Deutsches Fachwerk für die Tropen – J. A. Schmidt & Sohn
Die Firma J. A. Schmidt & Sohn aus Altona bei Hamburg war in der Kaiserzeit auf vorgefertigte Bauten für den Übersee-Einsatz spezialisiert. Ihre Häuser wurden in Deutschland in Elementbauweise produziert, nach Ostafrika verschifft und dort vor Ort montiert. Die Mischung aus Stahlgerüst und Holzfachwerk ermöglichte den schnellen Aufbau ganzer Verwaltungsgebäude oder Gerichtshöfe – oft mit typischen Elementen wie umlaufenden Veranden, hohen Decken und guter Belüftung.
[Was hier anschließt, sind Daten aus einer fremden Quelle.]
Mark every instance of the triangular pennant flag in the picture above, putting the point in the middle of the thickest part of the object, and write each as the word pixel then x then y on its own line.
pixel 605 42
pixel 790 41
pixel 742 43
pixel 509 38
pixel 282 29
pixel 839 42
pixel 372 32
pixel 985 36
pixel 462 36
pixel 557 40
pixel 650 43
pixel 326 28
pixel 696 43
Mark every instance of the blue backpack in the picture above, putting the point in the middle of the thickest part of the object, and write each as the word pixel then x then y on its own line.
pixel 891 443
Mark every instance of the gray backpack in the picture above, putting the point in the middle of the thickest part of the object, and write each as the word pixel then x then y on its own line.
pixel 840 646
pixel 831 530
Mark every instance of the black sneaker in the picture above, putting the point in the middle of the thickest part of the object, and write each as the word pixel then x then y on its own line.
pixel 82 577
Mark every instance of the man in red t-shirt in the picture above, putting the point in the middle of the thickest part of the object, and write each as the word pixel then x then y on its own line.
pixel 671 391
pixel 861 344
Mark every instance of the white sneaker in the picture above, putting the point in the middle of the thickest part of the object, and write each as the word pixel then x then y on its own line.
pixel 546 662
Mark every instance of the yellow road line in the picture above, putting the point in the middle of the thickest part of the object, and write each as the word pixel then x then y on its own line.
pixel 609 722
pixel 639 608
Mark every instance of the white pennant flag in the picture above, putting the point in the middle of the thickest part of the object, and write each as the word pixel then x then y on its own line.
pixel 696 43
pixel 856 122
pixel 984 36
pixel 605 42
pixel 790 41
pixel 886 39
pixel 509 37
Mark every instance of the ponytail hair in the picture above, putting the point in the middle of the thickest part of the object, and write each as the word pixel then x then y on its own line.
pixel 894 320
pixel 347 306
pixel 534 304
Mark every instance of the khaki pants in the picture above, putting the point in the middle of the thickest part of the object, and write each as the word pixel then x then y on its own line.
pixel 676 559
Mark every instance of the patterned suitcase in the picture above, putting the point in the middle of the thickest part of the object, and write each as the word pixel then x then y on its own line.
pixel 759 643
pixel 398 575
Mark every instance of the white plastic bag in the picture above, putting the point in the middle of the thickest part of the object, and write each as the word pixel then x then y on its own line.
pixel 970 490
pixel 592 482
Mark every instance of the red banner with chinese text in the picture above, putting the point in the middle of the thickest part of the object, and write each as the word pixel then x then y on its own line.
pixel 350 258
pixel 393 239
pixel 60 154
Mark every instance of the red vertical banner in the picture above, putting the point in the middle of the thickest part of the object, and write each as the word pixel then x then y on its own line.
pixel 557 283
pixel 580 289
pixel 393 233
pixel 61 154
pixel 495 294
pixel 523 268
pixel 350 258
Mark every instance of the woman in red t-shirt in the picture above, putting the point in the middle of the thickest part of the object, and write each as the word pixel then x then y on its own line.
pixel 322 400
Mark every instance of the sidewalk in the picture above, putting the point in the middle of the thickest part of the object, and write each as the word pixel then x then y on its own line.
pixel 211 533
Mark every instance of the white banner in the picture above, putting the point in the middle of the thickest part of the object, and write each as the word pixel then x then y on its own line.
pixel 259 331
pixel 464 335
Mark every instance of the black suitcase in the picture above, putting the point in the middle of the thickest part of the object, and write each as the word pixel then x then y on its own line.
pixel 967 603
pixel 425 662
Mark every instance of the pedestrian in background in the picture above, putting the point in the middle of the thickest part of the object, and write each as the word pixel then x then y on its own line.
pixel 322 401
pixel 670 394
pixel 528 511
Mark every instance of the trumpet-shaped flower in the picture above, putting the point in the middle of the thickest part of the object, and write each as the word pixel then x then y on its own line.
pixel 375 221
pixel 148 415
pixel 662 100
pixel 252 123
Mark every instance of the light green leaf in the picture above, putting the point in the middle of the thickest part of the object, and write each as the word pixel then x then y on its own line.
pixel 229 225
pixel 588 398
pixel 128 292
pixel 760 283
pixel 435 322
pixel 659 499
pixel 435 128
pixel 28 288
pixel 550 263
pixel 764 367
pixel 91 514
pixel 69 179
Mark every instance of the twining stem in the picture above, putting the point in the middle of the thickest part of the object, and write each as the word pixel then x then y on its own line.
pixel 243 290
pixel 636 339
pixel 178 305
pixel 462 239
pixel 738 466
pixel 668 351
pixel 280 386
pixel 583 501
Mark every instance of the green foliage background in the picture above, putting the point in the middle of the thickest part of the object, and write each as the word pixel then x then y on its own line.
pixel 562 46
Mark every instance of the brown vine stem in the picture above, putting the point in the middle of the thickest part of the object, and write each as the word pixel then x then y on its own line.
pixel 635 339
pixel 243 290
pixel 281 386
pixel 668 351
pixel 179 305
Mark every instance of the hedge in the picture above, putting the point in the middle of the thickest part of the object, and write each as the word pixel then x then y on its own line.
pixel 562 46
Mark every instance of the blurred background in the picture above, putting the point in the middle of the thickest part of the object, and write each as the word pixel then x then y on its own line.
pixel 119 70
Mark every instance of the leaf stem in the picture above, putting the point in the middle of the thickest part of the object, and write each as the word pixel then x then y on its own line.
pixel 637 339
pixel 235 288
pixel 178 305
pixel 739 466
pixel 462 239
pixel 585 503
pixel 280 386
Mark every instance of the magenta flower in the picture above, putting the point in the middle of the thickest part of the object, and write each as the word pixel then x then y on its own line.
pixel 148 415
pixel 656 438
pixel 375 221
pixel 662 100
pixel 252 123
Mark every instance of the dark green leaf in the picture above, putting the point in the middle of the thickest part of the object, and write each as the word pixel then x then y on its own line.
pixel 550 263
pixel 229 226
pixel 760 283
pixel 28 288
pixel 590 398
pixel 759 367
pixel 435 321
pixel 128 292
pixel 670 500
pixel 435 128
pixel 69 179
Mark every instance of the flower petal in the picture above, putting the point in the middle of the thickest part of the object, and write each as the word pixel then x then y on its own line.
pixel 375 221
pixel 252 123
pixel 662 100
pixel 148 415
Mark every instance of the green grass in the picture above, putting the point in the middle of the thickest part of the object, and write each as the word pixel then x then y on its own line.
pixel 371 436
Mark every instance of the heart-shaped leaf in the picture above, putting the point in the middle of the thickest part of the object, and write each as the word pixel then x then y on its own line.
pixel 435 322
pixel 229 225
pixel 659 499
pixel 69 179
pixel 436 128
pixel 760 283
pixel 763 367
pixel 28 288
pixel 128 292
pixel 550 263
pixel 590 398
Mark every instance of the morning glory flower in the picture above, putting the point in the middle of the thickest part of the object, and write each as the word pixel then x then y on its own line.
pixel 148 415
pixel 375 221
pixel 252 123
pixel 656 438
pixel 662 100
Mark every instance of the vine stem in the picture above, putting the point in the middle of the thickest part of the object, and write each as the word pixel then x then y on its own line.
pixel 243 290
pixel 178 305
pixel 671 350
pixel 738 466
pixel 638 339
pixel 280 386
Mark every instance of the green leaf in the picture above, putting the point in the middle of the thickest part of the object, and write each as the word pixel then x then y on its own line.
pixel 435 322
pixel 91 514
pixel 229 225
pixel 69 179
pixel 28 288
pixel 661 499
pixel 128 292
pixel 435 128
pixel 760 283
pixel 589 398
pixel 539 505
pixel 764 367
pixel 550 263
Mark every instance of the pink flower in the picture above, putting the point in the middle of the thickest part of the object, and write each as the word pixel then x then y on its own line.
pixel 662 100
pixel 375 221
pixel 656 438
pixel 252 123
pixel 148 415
Solche Bauten finden sich noch heute - neben Daressalam - in Lindi und Tanga.Neben den heute noch erhaltenen kolonialzeitlichen Bauwerken ist auch das Ocean Road Cancer Institute zu nennen, das auf das einstige Kaiserliche Gouvernements-Krankenhaus zurückgeht und sich baulich in einem sehr guten Zustand befindet. Leider haben wir es zeitlich nicht mehr geschafft, die heute einzige Tumor-Klinik Tansanias zu besuchen. Die weitläufige Anlage liegt außerhalb der natürlichen Hafeneinfahrt von Daressalam, bereits direkt am offenen Indischen Ozean.
Es zählt zu den ältesten noch genutzten medizinischen Einrichtungen Tansanias. Nach der Übergabe an die Briten 1916 und der späteren Unabhängigkeit diente es weiterhin der öffentlichen Gesundheitsversorgung. Heute ist es die einzige spezialisierte Krebsbehandlungsklinik im Land – mit einem Einzugsgebiet weit über Daressalam hinaus. Das Gebäudeensemble ist ein bemerkenswert gut erhaltener Beleg für deutsche Kolonialarchitektur mit funktionalem Anspruch.
Ein weiteres erhaltenes Gebäude, das wir jedoch weder gesehen noch gefunden haben, ist der Bahnhof von Daressalam. Seit August 2024 verkehren von hier aus moderne Züge auf Normalspur in die Hauptstadt Dodoma. Bis 2026 soll die Strecke bis nach Kigoma am Tanganjikasee führen. Damit wird nach über 120 Jahren die ursprüngliche Meterspur der Tanganikabahn ersetzt.
Daressalam damals und heute
Und das war es auch schon mit unserem kleinen Rundgang durch das koloniale Daressalam. Was bleibt, ist ein Eindruck davon, wie sehr sich die heute riesige Stadt in den letzten 120 Jahren verändert hat – und wie überraschend präsent die deutsche Vergangenheit an einigen Ecken noch immer ist. Wo einst Bezirksamtmänner residierten und Schutztruppen logierten, wird heute regiert, Recht gesprochen oder gehandelt. Die Gebäude haben ihre Funktion, aber nicht ihre Geschichte verloren.
Wer die Gegenwart Tansanias verstehen möchte, kommt an einem kritischen Blick auf die Vergangenheit nicht vorbei. Gerade die sichtbaren Spuren der Kolonialzeit können Anlass sein, sich mit den historischen Verstrickungen und ihren Folgen auseinanderzusetzen. Und vielleicht ist das ja eine der spannendsten Aufgaben auf Reisen: nicht nur Neues zu entdecken, sondern auch Bekanntes aus einer anderen Perspektive zu betrachten.